If I hire a licensed contractor, then my plumbing plans will not meet the construction code.
I hire a licensed contractor.
Therefore I can build my house.
Prove by rule of inference is the argument valid or invalid :
below is my attempt
Premise 1: $\neg P \rightarrow \neg Q$
Premise 2: $R \rightarrow \neg P$
Premise 3: $R$
Conclusion: $Q$
and to further prove the validity i used this method :
Premise 4 : $P \rightarrow Q$ (Inverse of premise 1)
Premise 5 : $\neg P$ (Modus ponens of premise 2 + 3)
Premise 6 : $\ P$ (negation of premise 5)

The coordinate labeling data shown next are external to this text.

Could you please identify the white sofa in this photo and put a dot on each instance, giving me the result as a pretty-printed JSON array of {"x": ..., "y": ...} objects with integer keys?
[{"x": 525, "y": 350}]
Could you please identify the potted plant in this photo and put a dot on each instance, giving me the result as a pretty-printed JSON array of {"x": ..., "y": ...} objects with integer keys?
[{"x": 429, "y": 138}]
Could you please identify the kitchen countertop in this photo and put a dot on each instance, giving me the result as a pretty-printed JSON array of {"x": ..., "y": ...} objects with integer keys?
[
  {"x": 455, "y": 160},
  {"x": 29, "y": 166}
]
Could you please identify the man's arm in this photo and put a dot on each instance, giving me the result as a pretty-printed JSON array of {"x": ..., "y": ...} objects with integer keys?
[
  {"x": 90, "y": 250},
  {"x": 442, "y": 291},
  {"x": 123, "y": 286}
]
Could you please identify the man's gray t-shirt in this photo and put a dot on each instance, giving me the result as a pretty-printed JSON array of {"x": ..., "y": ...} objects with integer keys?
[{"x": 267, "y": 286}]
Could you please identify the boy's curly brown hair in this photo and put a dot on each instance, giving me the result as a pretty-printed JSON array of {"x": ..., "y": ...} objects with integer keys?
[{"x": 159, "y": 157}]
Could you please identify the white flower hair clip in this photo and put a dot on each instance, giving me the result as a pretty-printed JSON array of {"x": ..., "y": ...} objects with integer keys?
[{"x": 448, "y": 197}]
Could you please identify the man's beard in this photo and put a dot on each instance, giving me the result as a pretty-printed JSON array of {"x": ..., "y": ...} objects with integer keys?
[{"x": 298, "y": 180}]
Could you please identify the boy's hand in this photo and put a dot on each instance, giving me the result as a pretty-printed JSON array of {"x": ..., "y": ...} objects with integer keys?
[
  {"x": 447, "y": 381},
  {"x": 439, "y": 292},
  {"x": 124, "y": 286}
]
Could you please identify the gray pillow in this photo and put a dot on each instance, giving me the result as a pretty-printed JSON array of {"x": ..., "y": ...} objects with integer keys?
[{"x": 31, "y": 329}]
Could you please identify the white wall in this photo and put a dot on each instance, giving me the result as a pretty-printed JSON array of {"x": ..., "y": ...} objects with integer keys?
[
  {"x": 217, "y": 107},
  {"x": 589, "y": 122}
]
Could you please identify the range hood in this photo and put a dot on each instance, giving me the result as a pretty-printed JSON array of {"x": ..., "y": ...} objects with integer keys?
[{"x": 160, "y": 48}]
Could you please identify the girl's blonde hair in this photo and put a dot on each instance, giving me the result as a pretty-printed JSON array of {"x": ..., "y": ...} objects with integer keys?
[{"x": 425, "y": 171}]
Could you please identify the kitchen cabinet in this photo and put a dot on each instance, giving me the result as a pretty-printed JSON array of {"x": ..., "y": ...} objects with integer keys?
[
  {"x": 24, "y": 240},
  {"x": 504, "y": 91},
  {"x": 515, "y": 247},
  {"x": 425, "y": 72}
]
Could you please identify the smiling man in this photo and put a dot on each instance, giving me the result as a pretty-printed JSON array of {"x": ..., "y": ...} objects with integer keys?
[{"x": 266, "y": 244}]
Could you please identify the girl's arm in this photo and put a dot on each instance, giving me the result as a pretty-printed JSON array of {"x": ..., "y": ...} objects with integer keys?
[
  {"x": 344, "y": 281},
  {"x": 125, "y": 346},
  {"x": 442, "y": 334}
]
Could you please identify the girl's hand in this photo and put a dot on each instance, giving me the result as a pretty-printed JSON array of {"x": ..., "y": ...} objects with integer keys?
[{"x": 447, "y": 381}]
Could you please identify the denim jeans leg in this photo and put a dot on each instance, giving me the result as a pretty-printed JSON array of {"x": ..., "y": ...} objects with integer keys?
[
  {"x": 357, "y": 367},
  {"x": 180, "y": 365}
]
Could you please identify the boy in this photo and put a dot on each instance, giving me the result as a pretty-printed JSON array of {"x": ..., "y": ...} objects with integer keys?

$\ Q$ (Modus ponens of premise 4 and premise 6)
Best Answer
Welcome! it's a good attempt, you almost have it.
Consider,
Premise 1: $\neg P \rightarrow \neg Q$
Premise 2: $R \rightarrow \neg P$
Premise 3: $R$
By premise (2) and (3) + Modus Ponens we have: $ \neg P$
So,
premise 4: $ \neg P$
by premise (1) and (4) + Modus Ponens
Conclusion: $\neg Q$
What can you say, about the truth of Q, given the above argument?